The MOSS 2007 LdapRoleProvider could be your greatest friend or your worst enemy. Getting it configured correctly is a pain. See the community content I added here for some of my tricks.

There are some limitations on SharePoint role providers:

• Cannot use the people picker search feature to find partially typed group names
• You can only have one provider per SharePoint application zone
• You cannot share a provider across applications/zones
• The role provider groups cannot be directly accessed via Audience targeting

Today, I spent the day figuring out the following bug and resolution.

Scenario

• You have configured audience targeting to use SharePoint groups because you cannot directly target Ldap groups
• The SharePoint groups contain the Ldap groups
• The SharePoint groups have no inherent permissions defined

Issue

• The targeted web part does not display even though the user is in the appropriate ldap group

Resolution

• The SharePoint group must have at least one permission applied to it.
• I recommend using the Read or Restricted Read permission, since this should be a minimal permission. Alternatively, create your own minimal permission level.

My guess is that the SP group only parses the RoleProviders upon a permission request. This means that if there have been no relavent permission requests against the group, the group will only contain the non-roleprovider entries (individual accounts) and will not return the correct results to the audience targeting request.

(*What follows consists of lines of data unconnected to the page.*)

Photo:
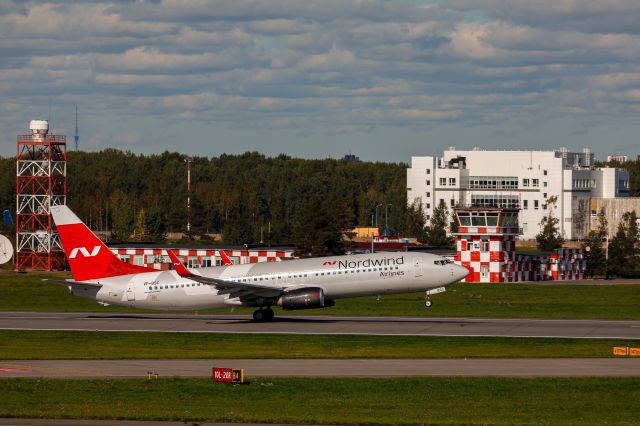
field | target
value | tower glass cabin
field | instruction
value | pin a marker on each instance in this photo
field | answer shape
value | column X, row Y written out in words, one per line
column 486, row 243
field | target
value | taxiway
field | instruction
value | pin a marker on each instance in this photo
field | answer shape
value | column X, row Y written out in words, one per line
column 327, row 325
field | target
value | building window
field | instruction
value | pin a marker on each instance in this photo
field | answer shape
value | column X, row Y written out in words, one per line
column 493, row 182
column 503, row 201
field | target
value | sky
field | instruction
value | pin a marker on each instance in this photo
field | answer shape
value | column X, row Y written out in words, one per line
column 381, row 79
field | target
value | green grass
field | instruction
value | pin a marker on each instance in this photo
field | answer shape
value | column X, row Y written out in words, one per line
column 566, row 401
column 27, row 345
column 27, row 292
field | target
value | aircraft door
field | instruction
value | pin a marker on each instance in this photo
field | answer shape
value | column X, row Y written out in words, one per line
column 131, row 292
column 417, row 268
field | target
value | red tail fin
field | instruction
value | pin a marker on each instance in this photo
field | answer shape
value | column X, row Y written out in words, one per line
column 88, row 257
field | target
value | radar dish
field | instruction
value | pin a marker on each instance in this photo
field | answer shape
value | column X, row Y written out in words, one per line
column 6, row 250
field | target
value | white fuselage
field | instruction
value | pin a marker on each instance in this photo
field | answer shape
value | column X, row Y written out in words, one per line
column 338, row 276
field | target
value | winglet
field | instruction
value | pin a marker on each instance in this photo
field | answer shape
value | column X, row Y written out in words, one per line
column 178, row 266
column 225, row 259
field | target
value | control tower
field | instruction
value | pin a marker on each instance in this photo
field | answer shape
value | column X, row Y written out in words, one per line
column 41, row 182
column 486, row 243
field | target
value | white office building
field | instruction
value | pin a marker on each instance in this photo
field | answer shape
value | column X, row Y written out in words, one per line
column 523, row 179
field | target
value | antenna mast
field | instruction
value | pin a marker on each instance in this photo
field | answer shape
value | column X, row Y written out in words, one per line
column 77, row 137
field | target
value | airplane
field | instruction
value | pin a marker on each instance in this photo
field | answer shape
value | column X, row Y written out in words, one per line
column 311, row 283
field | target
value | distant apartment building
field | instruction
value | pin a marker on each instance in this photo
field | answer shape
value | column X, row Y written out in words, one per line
column 617, row 158
column 516, row 179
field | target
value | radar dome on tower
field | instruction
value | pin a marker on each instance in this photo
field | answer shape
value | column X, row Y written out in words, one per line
column 39, row 129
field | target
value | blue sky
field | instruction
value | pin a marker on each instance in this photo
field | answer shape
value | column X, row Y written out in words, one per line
column 315, row 78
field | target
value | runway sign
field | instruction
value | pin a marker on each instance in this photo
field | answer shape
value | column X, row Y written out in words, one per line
column 227, row 375
column 620, row 350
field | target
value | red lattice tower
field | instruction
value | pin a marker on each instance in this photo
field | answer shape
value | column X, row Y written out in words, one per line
column 41, row 182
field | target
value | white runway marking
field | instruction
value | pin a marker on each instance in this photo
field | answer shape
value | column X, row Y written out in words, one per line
column 300, row 333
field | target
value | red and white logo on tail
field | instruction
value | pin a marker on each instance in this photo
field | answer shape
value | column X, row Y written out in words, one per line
column 88, row 257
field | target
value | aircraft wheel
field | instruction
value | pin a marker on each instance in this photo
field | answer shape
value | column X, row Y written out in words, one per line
column 269, row 314
column 258, row 315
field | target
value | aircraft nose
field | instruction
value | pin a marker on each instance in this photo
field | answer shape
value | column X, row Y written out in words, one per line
column 460, row 272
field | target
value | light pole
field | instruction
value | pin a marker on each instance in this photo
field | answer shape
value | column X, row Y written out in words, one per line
column 371, row 233
column 606, row 259
column 386, row 225
column 188, row 159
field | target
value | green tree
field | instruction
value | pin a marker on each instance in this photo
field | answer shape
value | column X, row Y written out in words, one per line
column 594, row 248
column 623, row 260
column 140, row 232
column 318, row 232
column 549, row 237
column 122, row 228
column 436, row 232
column 156, row 227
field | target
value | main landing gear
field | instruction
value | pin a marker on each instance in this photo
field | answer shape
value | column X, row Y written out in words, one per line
column 263, row 315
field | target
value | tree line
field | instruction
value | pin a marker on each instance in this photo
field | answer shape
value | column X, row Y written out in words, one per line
column 247, row 198
column 251, row 198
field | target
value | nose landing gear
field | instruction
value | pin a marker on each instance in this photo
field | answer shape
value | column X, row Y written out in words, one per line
column 263, row 315
column 427, row 301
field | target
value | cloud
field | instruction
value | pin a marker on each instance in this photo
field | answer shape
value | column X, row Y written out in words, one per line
column 344, row 66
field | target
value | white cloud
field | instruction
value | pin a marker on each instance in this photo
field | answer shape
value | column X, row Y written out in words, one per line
column 347, row 66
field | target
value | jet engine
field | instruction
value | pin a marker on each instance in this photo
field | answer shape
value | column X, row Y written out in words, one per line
column 304, row 298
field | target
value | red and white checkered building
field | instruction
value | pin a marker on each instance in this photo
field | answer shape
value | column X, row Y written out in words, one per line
column 155, row 256
column 486, row 246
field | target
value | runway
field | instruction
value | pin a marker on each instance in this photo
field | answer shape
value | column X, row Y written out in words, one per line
column 326, row 325
column 114, row 369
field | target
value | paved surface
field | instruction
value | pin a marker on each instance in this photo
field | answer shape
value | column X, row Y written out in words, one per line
column 331, row 325
column 70, row 422
column 594, row 367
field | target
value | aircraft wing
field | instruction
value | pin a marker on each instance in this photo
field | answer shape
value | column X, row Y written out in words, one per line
column 71, row 282
column 218, row 283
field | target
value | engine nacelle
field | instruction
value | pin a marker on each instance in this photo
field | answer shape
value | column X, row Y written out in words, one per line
column 304, row 298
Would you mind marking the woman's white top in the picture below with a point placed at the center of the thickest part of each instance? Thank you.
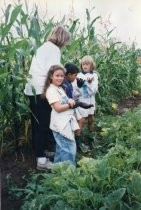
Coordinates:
(63, 122)
(86, 93)
(46, 55)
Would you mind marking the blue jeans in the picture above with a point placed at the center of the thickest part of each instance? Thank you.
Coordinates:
(65, 149)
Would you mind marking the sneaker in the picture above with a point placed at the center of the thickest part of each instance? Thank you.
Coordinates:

Network Load Balanced (NLB) Reporting Services Integrated Installation - Unresolved

Scenario:

• Installing SSRS on 2 content switch load balanced (NLB) MOSS 2007 front end web servers.
• Using SharePoint Integrated mode.
• Separate Database server hosts databases for both SSRS and MOSS
• SSRS is correctly configured and will run when configured directly to either FEW/SSRS server.

Issue:

• SSRS will not run via the NLB URL.
• Error parsing lists shows up in logs.

SiteManager Error

Scenario:

• Using Site Actions / Manage Content and Structure (this is a Publishing Feature)
• Recently changed the Application Pool's service account via IIS.

Issue:

• You are not authorized to view this page.
• HTTP error 403 - Forbidden

Resolution:

• Change the application pool account to the MOSS installation user account
• Make sure to use the SharePoint Central Admin UI to change service accounts in future

Purpose of this blog.

I am creating this blog to document the struggles and (hopefully) solutions I encounter in my day to day experiences with Microsoft Office SharePoint Server 2007.

I have been working with this product since the Beta and encounter a new issue/error almost every day I've worked with it.